Aos quarenta Aninha Alzheimer foi internada num sanatório para doentes mentais. Ali ficou mais de dez anos olhando a paisagem colorida, não identificando o amarelo do azul, o vermelho do verde, pois para os olhos dela tudo não tinha cor, seu paladar não identificava o sabor, a vida não passava de uma passarela rota, simplesmente por um motivo singelo: Aninha Alzheimer era em verdade uma portadora da enfermidade pela vez primeira diagnosticada por um alemão, aparentado da família da desditosa senhora Alzheimer.

Foi ontem o acontecido.

Estava eu esperando pelo ônibus que me levaria a um posto de saúde situado na zona norte da cidade. Era ali que atendia a minha especialidade. Hoje, mais tarde, pra ali me desloco, não uso as pernas, como de rotina, pois o tal AME fica longe de onde estou.

Como sempre usava meu fone de ouvido. Agora o de fios longos foi substituído por um sem fio.

A espera foi curta. Menos de quinze míseros minutos. O ponto, próximo a Santa Casa, estava com pouca frequência. Alguns estudantes da UFLA, outros parcos moradores do bairro Jardim Glória, e eu.

Neste ínterim a mim achegou-se uma idosa. Era clara, olhos claros, desprovida de carnes. Usava um par de óculos claros na ponta do nariz adunco. Os cabelos desgrenhados demonstravam falta de cuidado.
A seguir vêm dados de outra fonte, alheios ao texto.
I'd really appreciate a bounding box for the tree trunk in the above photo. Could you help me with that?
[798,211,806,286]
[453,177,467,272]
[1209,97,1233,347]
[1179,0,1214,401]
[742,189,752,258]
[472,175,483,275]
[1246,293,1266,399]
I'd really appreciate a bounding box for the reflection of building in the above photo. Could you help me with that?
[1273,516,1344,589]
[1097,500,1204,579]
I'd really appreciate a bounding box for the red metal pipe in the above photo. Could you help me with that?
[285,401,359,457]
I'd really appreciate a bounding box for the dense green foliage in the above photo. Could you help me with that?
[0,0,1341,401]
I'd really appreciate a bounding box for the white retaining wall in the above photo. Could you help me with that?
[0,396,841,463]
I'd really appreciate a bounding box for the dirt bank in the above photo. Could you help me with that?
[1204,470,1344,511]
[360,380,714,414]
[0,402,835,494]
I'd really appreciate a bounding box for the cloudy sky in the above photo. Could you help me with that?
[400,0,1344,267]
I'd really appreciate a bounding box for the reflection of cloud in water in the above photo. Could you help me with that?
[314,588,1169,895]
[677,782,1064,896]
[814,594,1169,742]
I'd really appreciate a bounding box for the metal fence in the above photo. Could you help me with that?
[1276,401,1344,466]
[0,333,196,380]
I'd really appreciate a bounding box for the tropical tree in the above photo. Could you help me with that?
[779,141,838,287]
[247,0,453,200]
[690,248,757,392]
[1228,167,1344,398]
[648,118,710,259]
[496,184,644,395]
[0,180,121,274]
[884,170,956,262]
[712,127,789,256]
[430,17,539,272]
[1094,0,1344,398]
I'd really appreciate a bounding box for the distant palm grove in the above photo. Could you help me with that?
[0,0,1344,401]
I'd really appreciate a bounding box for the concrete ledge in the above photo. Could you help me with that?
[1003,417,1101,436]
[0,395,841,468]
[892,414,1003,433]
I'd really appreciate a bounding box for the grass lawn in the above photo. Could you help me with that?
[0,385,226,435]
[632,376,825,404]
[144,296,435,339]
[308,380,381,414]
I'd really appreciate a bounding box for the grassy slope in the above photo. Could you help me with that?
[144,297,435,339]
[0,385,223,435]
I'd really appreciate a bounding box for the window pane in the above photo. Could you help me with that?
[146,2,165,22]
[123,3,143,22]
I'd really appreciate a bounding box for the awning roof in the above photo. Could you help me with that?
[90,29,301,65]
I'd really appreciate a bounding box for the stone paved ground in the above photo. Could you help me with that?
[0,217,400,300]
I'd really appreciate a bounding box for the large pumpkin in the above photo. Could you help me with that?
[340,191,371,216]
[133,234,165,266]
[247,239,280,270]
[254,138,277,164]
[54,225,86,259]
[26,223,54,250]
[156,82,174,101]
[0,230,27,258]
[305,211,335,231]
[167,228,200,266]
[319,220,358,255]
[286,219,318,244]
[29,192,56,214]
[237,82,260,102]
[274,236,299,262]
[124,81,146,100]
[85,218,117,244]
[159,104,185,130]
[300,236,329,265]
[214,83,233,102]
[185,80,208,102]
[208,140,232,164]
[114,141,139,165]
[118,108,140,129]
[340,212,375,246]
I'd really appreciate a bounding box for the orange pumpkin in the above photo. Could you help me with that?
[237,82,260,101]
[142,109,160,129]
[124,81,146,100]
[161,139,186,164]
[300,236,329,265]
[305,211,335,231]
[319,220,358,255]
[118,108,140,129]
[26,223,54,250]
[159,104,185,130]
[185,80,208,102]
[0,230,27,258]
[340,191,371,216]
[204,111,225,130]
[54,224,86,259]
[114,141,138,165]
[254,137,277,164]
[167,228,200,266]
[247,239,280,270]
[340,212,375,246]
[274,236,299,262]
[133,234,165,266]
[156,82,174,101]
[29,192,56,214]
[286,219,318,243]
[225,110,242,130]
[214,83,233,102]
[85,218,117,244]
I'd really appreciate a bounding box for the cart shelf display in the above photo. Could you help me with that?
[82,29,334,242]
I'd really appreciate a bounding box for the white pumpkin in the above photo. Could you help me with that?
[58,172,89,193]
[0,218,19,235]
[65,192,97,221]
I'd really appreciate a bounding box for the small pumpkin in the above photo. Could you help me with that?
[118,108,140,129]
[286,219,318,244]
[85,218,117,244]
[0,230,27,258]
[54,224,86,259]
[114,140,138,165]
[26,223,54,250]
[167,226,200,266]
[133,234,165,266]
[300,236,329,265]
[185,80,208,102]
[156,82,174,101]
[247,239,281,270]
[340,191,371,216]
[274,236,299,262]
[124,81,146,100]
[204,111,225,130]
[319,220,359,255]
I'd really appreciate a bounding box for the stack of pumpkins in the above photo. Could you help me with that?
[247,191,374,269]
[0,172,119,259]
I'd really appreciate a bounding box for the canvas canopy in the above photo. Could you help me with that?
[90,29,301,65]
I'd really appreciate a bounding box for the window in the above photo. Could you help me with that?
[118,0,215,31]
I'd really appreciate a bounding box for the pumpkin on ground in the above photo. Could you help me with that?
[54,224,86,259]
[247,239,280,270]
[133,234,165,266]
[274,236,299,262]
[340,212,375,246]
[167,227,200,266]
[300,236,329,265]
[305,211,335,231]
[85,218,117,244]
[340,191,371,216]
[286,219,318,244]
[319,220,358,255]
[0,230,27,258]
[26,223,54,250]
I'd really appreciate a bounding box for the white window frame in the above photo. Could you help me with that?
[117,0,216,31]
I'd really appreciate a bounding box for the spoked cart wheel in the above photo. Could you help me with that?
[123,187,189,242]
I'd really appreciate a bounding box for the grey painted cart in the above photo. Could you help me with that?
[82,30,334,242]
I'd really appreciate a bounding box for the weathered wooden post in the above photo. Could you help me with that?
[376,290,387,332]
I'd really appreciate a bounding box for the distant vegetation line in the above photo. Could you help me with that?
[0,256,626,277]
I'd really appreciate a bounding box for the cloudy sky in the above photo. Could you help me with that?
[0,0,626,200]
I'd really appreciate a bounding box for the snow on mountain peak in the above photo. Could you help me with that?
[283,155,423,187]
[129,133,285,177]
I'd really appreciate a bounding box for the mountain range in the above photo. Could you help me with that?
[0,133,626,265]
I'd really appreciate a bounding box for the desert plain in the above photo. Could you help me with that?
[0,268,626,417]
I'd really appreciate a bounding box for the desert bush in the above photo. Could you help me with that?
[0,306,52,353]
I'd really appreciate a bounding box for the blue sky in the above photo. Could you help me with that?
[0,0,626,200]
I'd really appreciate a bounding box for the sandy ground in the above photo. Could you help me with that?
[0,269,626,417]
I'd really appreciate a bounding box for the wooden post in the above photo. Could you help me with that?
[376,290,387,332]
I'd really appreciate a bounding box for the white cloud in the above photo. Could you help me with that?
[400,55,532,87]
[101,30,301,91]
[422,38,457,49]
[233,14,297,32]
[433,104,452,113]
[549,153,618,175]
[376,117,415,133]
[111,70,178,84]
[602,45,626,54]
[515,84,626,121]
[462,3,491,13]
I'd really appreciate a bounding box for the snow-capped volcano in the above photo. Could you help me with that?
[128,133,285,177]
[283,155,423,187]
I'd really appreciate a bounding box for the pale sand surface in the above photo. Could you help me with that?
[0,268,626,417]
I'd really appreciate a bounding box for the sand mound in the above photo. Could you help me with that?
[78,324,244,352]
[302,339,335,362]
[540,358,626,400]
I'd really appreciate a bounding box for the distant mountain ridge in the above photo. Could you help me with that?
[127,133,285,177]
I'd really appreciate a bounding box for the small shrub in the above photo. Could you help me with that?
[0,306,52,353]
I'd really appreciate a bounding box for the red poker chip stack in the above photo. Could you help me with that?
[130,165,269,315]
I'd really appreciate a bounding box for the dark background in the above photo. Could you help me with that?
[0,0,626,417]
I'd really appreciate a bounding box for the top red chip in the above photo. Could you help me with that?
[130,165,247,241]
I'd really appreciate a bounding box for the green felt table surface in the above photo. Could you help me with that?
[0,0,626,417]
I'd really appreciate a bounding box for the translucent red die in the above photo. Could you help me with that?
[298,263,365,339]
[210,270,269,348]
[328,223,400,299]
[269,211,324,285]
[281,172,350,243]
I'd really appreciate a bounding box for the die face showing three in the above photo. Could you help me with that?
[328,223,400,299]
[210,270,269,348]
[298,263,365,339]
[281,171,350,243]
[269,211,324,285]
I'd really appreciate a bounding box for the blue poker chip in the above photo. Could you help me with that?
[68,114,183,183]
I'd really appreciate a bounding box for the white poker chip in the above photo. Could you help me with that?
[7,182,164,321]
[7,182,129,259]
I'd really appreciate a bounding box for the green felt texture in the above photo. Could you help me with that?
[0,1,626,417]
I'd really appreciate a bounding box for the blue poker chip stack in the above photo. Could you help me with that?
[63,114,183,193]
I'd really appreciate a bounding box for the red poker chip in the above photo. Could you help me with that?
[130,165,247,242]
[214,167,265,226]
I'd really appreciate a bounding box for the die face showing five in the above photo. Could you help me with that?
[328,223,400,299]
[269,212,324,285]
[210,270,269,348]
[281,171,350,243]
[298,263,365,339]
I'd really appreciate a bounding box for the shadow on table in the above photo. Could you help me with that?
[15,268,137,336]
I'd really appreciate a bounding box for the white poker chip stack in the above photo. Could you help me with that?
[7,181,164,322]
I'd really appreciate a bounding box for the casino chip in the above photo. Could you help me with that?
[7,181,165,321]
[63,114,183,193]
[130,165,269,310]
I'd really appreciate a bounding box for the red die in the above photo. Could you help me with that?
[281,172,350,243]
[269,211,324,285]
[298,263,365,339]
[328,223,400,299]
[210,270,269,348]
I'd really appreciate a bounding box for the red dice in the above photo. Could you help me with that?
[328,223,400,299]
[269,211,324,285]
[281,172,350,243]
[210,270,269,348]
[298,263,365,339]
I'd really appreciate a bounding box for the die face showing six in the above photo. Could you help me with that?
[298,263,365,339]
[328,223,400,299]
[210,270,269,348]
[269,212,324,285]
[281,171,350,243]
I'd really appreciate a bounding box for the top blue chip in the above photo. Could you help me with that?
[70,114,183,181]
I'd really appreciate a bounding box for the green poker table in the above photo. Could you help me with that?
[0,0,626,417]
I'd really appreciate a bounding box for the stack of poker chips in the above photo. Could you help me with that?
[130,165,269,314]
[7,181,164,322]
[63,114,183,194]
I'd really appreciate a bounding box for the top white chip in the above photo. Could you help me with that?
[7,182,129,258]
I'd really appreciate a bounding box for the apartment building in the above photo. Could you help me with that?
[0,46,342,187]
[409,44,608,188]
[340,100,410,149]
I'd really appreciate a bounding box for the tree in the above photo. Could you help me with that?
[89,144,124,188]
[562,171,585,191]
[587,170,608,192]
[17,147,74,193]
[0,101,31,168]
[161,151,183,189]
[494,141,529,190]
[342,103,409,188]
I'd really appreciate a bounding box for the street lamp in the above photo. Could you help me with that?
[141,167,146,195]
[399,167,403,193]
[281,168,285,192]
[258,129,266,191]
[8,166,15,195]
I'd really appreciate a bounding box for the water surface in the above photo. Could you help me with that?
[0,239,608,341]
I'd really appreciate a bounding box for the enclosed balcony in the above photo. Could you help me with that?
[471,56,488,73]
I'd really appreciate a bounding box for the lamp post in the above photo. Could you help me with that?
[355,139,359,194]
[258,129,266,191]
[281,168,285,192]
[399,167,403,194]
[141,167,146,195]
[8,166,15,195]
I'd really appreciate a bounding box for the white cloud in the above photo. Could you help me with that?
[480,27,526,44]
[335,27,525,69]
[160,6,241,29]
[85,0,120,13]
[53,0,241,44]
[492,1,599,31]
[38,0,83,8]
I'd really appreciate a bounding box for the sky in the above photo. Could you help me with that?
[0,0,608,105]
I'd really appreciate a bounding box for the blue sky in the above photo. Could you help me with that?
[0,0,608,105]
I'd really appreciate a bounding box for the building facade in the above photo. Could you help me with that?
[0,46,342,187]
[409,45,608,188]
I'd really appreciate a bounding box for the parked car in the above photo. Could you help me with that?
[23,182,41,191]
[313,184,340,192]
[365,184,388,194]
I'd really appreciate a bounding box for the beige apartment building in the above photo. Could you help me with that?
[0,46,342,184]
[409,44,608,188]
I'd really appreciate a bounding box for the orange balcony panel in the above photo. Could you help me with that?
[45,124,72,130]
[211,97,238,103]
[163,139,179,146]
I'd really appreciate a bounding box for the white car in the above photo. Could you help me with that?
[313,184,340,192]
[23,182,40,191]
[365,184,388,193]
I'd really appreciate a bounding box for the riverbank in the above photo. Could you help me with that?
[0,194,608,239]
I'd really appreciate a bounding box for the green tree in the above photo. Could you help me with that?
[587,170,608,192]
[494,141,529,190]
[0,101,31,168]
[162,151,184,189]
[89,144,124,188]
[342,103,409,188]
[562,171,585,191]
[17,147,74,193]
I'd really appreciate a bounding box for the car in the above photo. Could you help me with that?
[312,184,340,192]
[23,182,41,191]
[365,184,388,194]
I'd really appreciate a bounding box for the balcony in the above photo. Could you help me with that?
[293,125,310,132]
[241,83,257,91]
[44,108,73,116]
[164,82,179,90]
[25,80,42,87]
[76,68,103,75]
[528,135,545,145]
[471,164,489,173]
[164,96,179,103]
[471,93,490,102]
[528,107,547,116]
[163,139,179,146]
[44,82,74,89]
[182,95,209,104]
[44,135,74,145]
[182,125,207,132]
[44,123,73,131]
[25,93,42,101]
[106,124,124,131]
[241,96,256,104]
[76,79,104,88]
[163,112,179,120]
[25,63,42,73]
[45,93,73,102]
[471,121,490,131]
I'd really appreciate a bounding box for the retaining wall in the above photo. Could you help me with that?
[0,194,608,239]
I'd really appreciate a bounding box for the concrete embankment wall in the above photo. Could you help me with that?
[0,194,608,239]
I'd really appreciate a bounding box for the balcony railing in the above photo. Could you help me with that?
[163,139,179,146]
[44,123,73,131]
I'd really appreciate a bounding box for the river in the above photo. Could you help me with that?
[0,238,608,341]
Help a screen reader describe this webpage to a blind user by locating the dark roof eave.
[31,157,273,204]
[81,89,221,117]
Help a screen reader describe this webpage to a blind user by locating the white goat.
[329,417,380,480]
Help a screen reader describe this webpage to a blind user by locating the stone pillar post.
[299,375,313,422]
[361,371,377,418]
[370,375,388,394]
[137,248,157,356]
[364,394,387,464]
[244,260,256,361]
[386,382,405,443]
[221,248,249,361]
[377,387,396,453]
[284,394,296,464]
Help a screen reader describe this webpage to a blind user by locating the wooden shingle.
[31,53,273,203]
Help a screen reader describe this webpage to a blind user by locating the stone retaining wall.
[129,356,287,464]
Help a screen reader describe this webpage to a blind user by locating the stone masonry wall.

Ela, a qual pensei não estar bem com seus neurônios, embora estivesse de ouvidos moucos, por culpa dos dois Bluetooths, interpelou-me vorazmente, com uma voz esganiçada, onde ficava o consultório de um neurologista, velho conhecido. Era bem perto do ponto da Autotrans.

Indiquei a ela o caminho. Tentei fazer a ela entender como atravessar a rua, naquela hora de muito movimento. Havia uma faixa de pedestres logo acima de onde estávamos.

Só que, neste exato instante, no momento em que ela atravessou a rua, fora da faixa indicada, um carro em desabalada correria com ela colidiu frontalmente. Todos os transeuntes nada puderam fazer para impedir o atropelamento. Em menos de dez minutos se viu um corpo esmagado, sangue, ossos partidos, cabelos brancos escorridos pelo asfalto quente. Era mais ou menos dez da manhã, do dia vinte de setembro.

Um carro funerário recolheu as sobras poucas da pobre desditosa Senhora Alzheimer.